The Ohio Organizing Collaborative brought the case. But in court filings last week, the organization’s attorneys asked Magistrate Judge Norah McCann King to let it withdraw and substitute in its place the state’s Democratic Party and Cuyahoga and Montgomery county parties.
“OOC is a non-profit organization with limited resources, and it does not have the institutional capability to remain as a plaintiff,” attorneys wrote in court documents.
Attorneys also want to amend their case to drop claims related to absentee and provisional ballots that overlap with those in a separate lawsuit.

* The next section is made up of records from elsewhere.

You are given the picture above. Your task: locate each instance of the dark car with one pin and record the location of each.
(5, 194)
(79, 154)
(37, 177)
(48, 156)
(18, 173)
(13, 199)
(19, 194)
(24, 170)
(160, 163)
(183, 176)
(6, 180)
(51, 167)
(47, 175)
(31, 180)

In a court filing Thursday, the state did not object to the substitution of the parties, but said it would oppose any effort to adjust the trial schedule because of their entry into the case. Secretary of State Jon Husted and Attorney General Mike DeWine are listed as defendants in the lawsuit.
Attorneys for the state did object, however, to the request to amend the lawsuit’s claims, accusing the plaintiffs of “forum-shopping” and saying the change could create uncertainty for voters and election officials ahead of the 2016 presidential election.
The court has set an expedited schedule and a trial is set for the week of Nov. 16, while the separate lawsuit on the issues “has barely begun,” the state’s attorneys said in court documents. “Such a delay could make any changes in election procedure impossible to implement before the primary.”
The suit seeks relief from voting rules and laws that survived a settlement agreement struck in April between Husted and the NAACP and other groups in an early voting dispute.
Plaintiffs are challenging the elimination of a week of early voting in which Ohioans could also register to vote. And they have asked the judge to block a uniform voting schedule set by Husted and return an older arrangement that allowed counties to set their own hours. The suit says the changes effectively leave voters in more populous counties – many of them black – with fewer opportunities to vote.
Without such relief, it says, the voting rights of thousands of Ohio residents would be “wrongfully burdened, abridged, and/or denied.”
Husted, the state’s Republican elections chief, has called the case politically motivated and contends Ohio’s voting system is fair and easy for residents to cast a ballot.
Among other provisions challenged in the suit are:
– A rule limiting each county to a single early-voting location regardless of population.
– Reductions in the number of electronic voting machines in counties where they’re the primary device.
– A policy excluding “inactive” voters from receiving unsolicited, absentee ballot applications.
The complaint says all the changes “were designed to and will disproportionately burden specific populations, in particular African-Americans, Latinos, and young people – each of which are, not coincidentally, core Democratic constituencies.”
Husted has said all voters are treated fairly and equally, and Ohioans have 28 days to cast a ballot by mail or in person – more generous than other states.